[BioC] Design/Contrast for Two-Channel Experimental Setup
josph.sh at gmail.com
Tue Jan 7 00:32:54 CET 2014
Thank you very much for your response!
I have two brief follow-on questions pertaining to your previous mail.
On Sun, Jan 5, 2014 at 10:39 PM, Gordon K Smyth <smyth at wehi.edu.au> wrote:
>> Date: Sat, 4 Jan 2014 19:58:32 +0000
>> From: Joseph Shaw <josph.sh at gmail.com>
>> To: Ryan <rct at thompsonclan.org>
>> Cc: bioconductor at r-project.org
>> Subject: Re: [BioC] Design/Contrast for Two-Channel Experimental Setup
>> It was my belief that the experimental setup would imply that the dye
>> effect would be confounded with the biological effect - thanks for
>> clarifying that this is indeed the case. However, I'm still slightly
>> confused about the dye effect term; specifically, shouldn't the loess
>> normalisation (performed by normalizeWithinArrays() function) correct
>> for the dye effect? If this is the case, why is a dye effect term
> The loess normalization done by normalizeWithinArrays() accounts for a
> global dye effect trend. However it is possible that some of the probes on
> the array might show special dye effects specific to those probes which
> don't follow the overall dye effect trend. It is the purpose of a dye
> effect term in the linear model to allow for the possibility of such
> probe-specific dye effects.
Am I correct in suggesting that such a dye-effect term (assuming one
exists) will be represented by a model parameter (intercept) estimate
common to all observations in a given gene model? If this is the case,
this dye effect (the intercept estimate) will be applied to all
observations (across replicates) for a given gene model as opposed to
any single observation within the gene model. As such, the dye-effect
term is a gene-specific as opposed to observation specific.

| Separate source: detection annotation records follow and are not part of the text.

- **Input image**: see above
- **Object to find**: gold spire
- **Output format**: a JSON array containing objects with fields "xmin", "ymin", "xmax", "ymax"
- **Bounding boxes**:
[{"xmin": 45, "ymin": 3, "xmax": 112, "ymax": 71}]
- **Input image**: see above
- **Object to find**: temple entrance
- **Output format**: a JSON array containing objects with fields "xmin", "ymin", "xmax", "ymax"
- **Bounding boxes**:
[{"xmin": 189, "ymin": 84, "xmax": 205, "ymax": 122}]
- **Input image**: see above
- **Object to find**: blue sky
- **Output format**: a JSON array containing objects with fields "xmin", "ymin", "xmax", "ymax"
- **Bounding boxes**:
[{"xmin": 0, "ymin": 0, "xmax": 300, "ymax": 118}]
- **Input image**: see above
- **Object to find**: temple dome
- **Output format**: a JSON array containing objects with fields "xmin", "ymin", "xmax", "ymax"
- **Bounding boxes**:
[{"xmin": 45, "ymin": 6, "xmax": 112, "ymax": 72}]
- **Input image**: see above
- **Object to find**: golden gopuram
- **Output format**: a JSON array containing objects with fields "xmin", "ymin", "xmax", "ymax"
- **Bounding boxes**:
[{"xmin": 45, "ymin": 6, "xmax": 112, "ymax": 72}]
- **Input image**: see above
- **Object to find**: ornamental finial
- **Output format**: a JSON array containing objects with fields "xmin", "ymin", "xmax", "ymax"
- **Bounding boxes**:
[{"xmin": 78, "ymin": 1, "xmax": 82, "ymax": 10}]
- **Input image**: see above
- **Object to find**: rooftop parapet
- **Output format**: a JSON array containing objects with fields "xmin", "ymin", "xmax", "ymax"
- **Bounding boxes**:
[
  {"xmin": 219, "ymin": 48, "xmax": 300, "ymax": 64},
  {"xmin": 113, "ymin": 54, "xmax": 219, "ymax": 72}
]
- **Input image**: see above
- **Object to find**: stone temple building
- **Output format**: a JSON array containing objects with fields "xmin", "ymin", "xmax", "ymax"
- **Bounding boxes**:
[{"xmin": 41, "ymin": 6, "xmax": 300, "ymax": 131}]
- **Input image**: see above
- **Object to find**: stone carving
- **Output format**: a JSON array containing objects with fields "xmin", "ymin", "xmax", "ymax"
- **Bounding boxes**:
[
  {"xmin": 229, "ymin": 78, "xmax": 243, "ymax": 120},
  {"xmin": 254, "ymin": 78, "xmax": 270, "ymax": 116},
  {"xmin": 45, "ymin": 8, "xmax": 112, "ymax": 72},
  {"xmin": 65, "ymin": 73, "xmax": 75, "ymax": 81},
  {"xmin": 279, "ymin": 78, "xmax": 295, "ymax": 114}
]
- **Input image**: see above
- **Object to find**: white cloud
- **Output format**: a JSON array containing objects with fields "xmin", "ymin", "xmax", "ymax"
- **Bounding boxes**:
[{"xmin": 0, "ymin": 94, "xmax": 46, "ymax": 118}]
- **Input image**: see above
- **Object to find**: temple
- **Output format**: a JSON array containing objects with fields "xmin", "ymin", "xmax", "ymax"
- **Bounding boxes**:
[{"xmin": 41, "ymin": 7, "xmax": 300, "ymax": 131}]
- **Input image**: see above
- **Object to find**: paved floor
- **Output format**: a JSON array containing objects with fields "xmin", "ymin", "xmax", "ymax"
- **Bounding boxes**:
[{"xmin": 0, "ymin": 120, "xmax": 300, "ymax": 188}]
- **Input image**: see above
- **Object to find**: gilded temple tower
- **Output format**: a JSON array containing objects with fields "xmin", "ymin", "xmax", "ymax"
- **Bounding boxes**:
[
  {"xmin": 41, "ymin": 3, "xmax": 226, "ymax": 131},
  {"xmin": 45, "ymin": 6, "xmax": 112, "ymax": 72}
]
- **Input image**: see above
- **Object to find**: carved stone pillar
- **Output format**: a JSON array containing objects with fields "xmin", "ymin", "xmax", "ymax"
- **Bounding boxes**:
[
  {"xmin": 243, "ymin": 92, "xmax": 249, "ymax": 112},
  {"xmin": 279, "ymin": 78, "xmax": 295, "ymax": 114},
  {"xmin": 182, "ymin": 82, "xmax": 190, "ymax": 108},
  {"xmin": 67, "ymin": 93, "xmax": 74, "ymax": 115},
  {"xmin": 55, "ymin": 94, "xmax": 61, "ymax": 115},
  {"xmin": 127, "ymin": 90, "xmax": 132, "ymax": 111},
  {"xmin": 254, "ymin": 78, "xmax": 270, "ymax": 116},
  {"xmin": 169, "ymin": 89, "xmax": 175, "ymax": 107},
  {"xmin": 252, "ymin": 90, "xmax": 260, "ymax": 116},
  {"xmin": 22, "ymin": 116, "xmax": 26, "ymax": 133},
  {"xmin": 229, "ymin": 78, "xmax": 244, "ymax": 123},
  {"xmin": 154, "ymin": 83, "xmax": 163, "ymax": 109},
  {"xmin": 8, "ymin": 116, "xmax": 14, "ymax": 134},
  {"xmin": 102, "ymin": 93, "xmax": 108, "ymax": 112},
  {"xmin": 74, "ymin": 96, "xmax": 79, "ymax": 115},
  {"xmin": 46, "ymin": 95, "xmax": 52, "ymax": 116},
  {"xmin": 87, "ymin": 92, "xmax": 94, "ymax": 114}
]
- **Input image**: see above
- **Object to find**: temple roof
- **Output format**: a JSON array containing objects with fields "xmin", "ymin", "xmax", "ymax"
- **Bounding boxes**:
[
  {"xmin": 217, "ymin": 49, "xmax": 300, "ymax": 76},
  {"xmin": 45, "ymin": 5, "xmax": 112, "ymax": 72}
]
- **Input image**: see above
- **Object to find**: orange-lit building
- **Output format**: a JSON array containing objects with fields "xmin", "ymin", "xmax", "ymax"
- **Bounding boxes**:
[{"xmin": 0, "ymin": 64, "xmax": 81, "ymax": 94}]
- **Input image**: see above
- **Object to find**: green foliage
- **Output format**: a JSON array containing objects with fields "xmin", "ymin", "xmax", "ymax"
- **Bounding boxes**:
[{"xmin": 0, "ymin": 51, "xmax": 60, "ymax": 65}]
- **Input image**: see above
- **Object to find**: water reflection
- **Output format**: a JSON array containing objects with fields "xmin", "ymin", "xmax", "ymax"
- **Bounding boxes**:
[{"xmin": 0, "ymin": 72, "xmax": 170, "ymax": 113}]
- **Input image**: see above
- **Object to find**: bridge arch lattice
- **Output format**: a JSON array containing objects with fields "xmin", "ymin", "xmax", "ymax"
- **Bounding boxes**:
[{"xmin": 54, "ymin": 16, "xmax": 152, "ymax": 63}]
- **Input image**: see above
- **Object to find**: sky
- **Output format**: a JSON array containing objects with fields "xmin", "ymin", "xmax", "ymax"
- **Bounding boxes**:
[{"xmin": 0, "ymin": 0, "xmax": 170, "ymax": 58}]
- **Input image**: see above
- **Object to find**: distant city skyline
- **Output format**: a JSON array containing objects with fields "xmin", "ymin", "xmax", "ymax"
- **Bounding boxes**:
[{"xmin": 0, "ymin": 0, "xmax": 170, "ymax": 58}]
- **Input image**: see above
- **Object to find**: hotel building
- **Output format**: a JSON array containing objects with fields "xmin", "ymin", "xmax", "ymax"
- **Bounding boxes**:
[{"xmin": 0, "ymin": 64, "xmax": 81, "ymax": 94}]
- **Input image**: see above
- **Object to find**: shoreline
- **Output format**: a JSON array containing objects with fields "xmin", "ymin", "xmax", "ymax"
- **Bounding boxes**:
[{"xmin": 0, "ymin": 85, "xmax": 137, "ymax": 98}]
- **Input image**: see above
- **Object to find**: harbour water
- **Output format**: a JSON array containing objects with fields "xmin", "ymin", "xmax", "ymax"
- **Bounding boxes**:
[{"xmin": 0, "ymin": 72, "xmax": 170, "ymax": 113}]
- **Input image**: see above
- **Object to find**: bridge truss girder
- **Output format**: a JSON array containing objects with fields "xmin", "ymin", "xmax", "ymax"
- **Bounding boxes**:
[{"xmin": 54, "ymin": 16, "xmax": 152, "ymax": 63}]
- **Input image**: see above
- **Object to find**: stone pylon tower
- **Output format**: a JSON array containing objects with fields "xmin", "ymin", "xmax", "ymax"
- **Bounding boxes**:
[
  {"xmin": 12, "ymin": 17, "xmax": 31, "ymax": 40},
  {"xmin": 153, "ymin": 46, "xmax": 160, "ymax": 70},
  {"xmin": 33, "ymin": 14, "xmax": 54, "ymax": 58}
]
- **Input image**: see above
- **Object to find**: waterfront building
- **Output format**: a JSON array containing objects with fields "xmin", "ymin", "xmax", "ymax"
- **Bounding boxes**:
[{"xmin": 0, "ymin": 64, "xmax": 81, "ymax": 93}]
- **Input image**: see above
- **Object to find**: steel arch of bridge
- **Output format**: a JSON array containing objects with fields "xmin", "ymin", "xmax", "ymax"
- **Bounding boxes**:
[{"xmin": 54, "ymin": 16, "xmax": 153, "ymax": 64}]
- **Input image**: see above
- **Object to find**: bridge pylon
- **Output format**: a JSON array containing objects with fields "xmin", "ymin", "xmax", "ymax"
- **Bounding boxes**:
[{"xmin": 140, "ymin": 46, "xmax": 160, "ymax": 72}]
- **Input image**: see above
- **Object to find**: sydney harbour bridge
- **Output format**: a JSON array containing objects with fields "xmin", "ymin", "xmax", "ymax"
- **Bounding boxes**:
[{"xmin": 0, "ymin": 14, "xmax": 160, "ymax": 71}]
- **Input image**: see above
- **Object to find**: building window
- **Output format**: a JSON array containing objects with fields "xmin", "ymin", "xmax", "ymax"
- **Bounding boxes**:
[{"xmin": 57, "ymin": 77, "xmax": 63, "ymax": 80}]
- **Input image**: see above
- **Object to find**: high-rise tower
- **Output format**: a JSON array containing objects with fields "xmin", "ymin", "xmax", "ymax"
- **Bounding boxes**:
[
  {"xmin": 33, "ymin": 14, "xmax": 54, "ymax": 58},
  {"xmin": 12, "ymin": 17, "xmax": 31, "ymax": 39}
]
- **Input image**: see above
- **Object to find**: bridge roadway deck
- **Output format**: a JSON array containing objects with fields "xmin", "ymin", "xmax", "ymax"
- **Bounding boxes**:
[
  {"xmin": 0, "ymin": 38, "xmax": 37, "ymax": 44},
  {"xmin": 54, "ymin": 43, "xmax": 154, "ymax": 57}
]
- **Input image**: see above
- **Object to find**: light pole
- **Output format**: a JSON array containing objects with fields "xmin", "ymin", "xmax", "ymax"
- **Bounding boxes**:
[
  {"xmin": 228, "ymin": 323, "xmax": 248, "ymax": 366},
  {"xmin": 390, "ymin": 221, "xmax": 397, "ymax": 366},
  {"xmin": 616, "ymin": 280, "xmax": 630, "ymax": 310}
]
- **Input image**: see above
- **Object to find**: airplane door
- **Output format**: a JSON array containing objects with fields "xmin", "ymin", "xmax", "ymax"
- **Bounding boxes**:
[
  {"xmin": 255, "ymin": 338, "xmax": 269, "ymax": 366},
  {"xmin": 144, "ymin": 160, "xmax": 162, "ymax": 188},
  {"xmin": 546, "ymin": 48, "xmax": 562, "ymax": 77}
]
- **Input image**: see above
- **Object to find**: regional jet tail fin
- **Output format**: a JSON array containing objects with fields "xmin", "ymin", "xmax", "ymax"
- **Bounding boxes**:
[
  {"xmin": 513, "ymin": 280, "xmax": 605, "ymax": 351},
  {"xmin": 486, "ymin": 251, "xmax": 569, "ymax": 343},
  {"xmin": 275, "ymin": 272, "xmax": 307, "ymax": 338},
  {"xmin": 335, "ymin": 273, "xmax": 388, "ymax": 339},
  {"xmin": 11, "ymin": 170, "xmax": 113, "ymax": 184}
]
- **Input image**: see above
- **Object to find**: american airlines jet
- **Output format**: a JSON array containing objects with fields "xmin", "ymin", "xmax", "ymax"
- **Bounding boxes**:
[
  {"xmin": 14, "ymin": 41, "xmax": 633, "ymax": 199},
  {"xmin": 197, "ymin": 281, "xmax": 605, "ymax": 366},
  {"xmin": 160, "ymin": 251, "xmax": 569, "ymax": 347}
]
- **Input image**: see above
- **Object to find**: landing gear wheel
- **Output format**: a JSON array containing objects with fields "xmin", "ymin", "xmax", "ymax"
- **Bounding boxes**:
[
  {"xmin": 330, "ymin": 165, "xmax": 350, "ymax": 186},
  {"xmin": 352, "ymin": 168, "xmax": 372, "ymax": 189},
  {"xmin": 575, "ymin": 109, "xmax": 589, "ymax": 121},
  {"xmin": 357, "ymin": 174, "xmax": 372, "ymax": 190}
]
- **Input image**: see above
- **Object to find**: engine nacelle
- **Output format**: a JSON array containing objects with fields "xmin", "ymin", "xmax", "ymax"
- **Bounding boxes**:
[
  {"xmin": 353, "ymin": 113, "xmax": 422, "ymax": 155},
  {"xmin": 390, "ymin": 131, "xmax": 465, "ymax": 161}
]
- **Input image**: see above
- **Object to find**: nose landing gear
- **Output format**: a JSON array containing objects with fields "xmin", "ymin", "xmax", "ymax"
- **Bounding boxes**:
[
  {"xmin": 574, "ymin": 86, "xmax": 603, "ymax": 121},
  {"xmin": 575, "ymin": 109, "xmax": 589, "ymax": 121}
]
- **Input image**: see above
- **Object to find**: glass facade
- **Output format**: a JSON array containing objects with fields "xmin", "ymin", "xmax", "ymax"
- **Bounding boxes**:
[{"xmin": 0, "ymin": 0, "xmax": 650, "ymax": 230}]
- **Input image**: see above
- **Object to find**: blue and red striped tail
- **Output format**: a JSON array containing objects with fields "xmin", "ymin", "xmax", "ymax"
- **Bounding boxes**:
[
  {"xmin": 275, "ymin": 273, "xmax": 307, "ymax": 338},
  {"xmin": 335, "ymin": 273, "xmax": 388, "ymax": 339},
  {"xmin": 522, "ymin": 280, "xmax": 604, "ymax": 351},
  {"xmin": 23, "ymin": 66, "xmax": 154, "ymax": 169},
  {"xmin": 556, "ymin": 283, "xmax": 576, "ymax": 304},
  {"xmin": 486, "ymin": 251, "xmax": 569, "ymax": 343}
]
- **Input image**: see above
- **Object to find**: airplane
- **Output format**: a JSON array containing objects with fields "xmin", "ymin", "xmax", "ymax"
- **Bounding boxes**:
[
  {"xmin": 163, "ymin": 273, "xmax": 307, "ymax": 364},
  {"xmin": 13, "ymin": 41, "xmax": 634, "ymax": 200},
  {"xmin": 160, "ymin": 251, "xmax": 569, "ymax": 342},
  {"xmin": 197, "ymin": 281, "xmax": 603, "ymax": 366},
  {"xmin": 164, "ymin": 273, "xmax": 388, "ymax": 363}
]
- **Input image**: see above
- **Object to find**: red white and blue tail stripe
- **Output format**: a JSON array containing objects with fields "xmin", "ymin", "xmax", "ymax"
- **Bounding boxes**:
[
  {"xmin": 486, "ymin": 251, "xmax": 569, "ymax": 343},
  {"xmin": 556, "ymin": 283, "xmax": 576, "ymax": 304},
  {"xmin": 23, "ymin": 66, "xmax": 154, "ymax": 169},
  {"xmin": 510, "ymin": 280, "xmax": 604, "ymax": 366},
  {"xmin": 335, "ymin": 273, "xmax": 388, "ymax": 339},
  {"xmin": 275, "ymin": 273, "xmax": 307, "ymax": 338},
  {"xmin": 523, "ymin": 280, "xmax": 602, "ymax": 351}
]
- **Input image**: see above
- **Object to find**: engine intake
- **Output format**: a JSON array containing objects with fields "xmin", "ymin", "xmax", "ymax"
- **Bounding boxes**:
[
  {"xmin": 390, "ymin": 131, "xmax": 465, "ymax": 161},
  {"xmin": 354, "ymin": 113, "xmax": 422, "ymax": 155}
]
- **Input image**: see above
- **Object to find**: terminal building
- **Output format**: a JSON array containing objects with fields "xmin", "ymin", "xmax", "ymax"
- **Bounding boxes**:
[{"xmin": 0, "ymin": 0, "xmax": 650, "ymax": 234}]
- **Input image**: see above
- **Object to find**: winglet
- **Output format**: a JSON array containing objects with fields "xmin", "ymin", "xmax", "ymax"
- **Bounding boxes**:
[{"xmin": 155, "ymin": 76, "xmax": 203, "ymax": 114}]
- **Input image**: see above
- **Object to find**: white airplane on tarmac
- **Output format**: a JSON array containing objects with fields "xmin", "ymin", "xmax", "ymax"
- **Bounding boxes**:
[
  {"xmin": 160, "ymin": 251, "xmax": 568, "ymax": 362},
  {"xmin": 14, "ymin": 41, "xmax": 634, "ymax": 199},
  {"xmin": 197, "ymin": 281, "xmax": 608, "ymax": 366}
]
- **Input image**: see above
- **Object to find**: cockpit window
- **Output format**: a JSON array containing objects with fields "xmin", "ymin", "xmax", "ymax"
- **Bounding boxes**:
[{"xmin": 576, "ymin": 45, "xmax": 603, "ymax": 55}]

>> Also, with a view to identifying differentially expressed genes, is the
>> sample code provided in my previous mail otherwise correct? Are there any
>> alterations that I should consider?
> The line
> MA.b=normalizeBetweenArrays(MA, method="quantile")
> is not needed, and is obviously superfluous in your code anyway.
Could you briefly elaborate on why this line is not needed? As I
currently understand it, normalization between arrays is advantageous
if there exists a disparity between replicate distributions (in which
case a scaling procedure such as quantile normalization can be
implemented); is this correct?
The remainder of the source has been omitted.